Remember, it’s not necessary to always buy burger patties frozen in the supermarket you know. Making them at home takes just a few minutes, and the taste is far superior to those bland things you can buy. Even though they are “natural” or “organic” and are certainly convenient, they are still processed foods and should be considered as something to eat only on occasion.
Oh, and though this recipe suggests frying the patty, feel free to put it in the oven and bake it on parchment paper. That’s what I do to cut down on the added fat and associated calories. Must keep my old-girlish figure.
- 1 can chickpeas, drained (or 1-1/2 cups cooked)
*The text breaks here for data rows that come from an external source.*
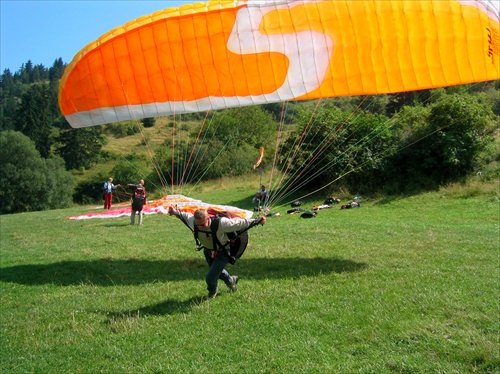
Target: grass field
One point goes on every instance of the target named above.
(401, 285)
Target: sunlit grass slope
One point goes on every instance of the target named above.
(407, 285)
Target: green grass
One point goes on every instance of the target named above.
(408, 285)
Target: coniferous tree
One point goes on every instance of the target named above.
(80, 148)
(33, 117)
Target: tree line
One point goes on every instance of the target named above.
(388, 143)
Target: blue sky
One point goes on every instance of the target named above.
(42, 31)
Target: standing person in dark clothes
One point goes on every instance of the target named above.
(138, 201)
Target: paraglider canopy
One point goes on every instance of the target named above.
(224, 54)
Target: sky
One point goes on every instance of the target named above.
(42, 31)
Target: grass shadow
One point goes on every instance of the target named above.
(167, 307)
(108, 272)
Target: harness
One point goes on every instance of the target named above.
(216, 244)
(234, 248)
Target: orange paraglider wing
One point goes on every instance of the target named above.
(232, 53)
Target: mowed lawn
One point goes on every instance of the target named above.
(403, 285)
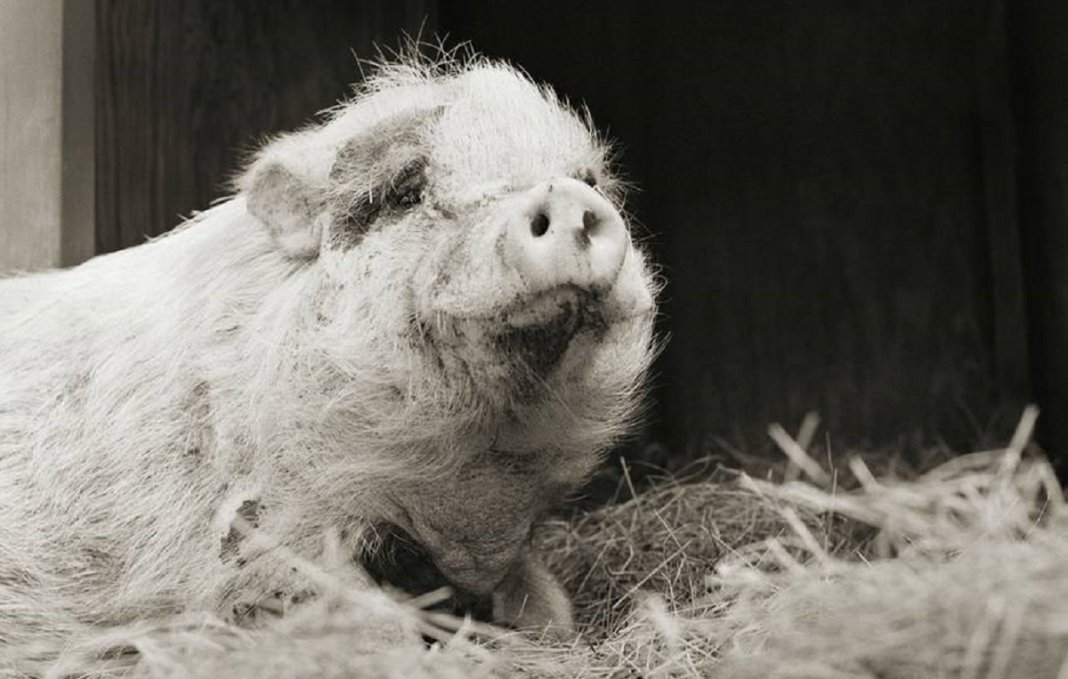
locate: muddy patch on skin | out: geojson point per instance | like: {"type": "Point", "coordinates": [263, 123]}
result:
{"type": "Point", "coordinates": [230, 546]}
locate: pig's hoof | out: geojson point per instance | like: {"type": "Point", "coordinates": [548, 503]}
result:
{"type": "Point", "coordinates": [531, 599]}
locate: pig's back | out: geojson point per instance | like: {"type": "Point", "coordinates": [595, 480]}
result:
{"type": "Point", "coordinates": [99, 414]}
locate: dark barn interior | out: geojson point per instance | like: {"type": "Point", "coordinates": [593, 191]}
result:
{"type": "Point", "coordinates": [858, 205]}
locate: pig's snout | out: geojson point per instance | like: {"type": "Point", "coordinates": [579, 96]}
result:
{"type": "Point", "coordinates": [565, 233]}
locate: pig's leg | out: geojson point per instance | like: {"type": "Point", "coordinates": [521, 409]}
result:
{"type": "Point", "coordinates": [531, 598]}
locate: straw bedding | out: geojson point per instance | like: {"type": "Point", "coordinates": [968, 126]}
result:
{"type": "Point", "coordinates": [961, 571]}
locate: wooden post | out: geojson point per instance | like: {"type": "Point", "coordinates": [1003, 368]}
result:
{"type": "Point", "coordinates": [46, 133]}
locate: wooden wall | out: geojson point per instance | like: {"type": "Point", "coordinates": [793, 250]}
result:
{"type": "Point", "coordinates": [831, 189]}
{"type": "Point", "coordinates": [186, 88]}
{"type": "Point", "coordinates": [817, 183]}
{"type": "Point", "coordinates": [46, 133]}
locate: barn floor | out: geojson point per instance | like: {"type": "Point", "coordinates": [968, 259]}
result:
{"type": "Point", "coordinates": [961, 571]}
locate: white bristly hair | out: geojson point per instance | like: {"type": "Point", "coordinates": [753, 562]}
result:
{"type": "Point", "coordinates": [277, 359]}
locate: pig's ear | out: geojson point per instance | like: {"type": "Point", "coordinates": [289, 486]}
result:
{"type": "Point", "coordinates": [287, 206]}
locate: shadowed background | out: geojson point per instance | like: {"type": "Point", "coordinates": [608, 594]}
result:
{"type": "Point", "coordinates": [858, 204]}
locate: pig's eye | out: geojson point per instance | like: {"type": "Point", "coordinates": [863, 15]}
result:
{"type": "Point", "coordinates": [406, 190]}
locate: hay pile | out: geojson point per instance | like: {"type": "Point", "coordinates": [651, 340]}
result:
{"type": "Point", "coordinates": [959, 572]}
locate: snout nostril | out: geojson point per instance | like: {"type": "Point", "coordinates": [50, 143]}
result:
{"type": "Point", "coordinates": [590, 221]}
{"type": "Point", "coordinates": [539, 224]}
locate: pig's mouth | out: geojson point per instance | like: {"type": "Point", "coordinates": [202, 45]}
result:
{"type": "Point", "coordinates": [399, 562]}
{"type": "Point", "coordinates": [538, 329]}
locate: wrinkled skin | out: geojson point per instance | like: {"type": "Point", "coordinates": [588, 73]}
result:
{"type": "Point", "coordinates": [358, 341]}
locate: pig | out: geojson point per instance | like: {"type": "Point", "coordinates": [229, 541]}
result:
{"type": "Point", "coordinates": [418, 324]}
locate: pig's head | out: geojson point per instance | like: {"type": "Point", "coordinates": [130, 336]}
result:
{"type": "Point", "coordinates": [477, 318]}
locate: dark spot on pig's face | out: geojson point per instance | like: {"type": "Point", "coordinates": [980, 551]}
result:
{"type": "Point", "coordinates": [230, 547]}
{"type": "Point", "coordinates": [379, 175]}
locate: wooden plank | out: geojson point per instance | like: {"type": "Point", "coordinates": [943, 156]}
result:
{"type": "Point", "coordinates": [78, 216]}
{"type": "Point", "coordinates": [30, 133]}
{"type": "Point", "coordinates": [186, 88]}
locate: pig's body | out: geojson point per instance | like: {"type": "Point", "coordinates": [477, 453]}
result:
{"type": "Point", "coordinates": [310, 358]}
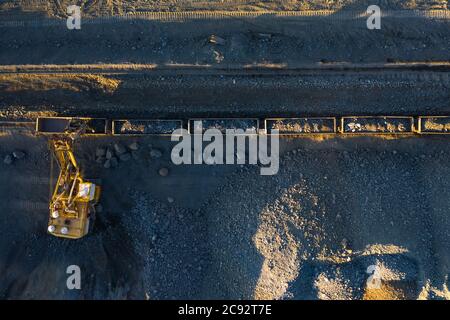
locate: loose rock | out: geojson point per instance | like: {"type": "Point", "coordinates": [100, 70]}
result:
{"type": "Point", "coordinates": [100, 152]}
{"type": "Point", "coordinates": [125, 157]}
{"type": "Point", "coordinates": [18, 154]}
{"type": "Point", "coordinates": [8, 159]}
{"type": "Point", "coordinates": [134, 146]}
{"type": "Point", "coordinates": [120, 149]}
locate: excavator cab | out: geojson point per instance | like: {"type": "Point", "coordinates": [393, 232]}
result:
{"type": "Point", "coordinates": [73, 199]}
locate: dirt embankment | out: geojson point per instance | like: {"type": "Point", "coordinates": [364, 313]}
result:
{"type": "Point", "coordinates": [118, 7]}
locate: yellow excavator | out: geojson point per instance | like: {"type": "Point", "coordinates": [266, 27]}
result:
{"type": "Point", "coordinates": [72, 204]}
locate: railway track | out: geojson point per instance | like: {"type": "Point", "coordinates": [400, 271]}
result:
{"type": "Point", "coordinates": [294, 126]}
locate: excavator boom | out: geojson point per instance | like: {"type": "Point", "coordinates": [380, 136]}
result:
{"type": "Point", "coordinates": [73, 199]}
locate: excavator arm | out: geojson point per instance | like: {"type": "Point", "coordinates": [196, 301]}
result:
{"type": "Point", "coordinates": [73, 198]}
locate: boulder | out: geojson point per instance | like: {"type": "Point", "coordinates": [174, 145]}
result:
{"type": "Point", "coordinates": [155, 153]}
{"type": "Point", "coordinates": [120, 149]}
{"type": "Point", "coordinates": [163, 172]}
{"type": "Point", "coordinates": [8, 159]}
{"type": "Point", "coordinates": [125, 157]}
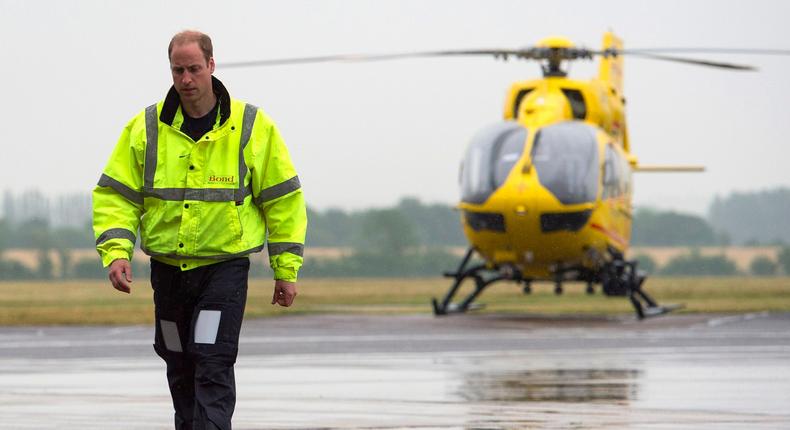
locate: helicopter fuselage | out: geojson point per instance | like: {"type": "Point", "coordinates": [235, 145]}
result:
{"type": "Point", "coordinates": [548, 191]}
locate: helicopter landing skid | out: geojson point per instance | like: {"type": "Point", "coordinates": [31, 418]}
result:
{"type": "Point", "coordinates": [623, 279]}
{"type": "Point", "coordinates": [618, 278]}
{"type": "Point", "coordinates": [447, 306]}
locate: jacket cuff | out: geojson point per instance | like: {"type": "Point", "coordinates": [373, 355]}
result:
{"type": "Point", "coordinates": [285, 274]}
{"type": "Point", "coordinates": [115, 254]}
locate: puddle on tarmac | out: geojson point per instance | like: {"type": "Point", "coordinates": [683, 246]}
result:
{"type": "Point", "coordinates": [552, 385]}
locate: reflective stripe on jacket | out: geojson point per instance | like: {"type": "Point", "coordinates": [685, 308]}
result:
{"type": "Point", "coordinates": [199, 202]}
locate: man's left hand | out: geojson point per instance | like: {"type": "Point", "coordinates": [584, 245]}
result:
{"type": "Point", "coordinates": [284, 293]}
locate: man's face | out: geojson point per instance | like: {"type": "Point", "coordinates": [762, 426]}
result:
{"type": "Point", "coordinates": [191, 73]}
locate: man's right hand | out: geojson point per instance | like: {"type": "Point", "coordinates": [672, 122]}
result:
{"type": "Point", "coordinates": [121, 275]}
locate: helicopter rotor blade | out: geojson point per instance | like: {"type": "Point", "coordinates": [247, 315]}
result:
{"type": "Point", "coordinates": [496, 53]}
{"type": "Point", "coordinates": [699, 50]}
{"type": "Point", "coordinates": [697, 62]}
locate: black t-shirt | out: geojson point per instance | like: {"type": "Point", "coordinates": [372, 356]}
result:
{"type": "Point", "coordinates": [197, 127]}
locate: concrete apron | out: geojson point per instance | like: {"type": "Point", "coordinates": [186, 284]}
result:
{"type": "Point", "coordinates": [686, 387]}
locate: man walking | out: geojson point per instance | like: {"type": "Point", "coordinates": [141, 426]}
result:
{"type": "Point", "coordinates": [207, 180]}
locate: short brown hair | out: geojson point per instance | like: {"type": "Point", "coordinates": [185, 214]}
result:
{"type": "Point", "coordinates": [189, 36]}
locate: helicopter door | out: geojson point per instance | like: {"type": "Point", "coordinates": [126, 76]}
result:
{"type": "Point", "coordinates": [489, 159]}
{"type": "Point", "coordinates": [565, 156]}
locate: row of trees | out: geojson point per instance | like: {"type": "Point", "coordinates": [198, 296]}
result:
{"type": "Point", "coordinates": [696, 264]}
{"type": "Point", "coordinates": [741, 218]}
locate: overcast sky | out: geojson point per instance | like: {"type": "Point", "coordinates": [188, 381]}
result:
{"type": "Point", "coordinates": [74, 72]}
- Zest of 1 lemon, plus juice ½ of it
- 1 tsp ground cumin
- Salt and pepper to taste
- Small bunch cilantro, chopped
- 1 flax egg (or use favorite egg substitute)
- ½ cup fresh breadcrumbs
- 1 medium red onion, ½ diced, ½ sliced
- 1 Tablespoon olive oil
- 4 small whole grain burger buns
- 4 large leaves lettuce
- 1 large tomato, sliced,
- ½ cucumber, sliced
- chili sauce or catsup, to serve
- Using your blender or food processor, pulse the chickpeas, lemon zest, lemon juice, cumin, half the coriander, the flax egg and some seasoning.
- Scrape mixture into a bowl and mix with half the breadcrumbs and the diced onions.
- Divide evenly into fourths, then press into four patties.
- Press remaining breadcrumbs onto both sides and chill on non-stick surface for 20-30 minutes.
- Heat oil in non-stick frying pan until hot over medium heat. Fry the burgers for about 4 mins each side, keeping the heat no higher than medium to avoid scorching.
- Slice each bun and top it with a slice of tomato, a burger patty, a few red onion slices, some cucumber slices, a dollop of chili sauce or vegan catsup and the remaining cilantro.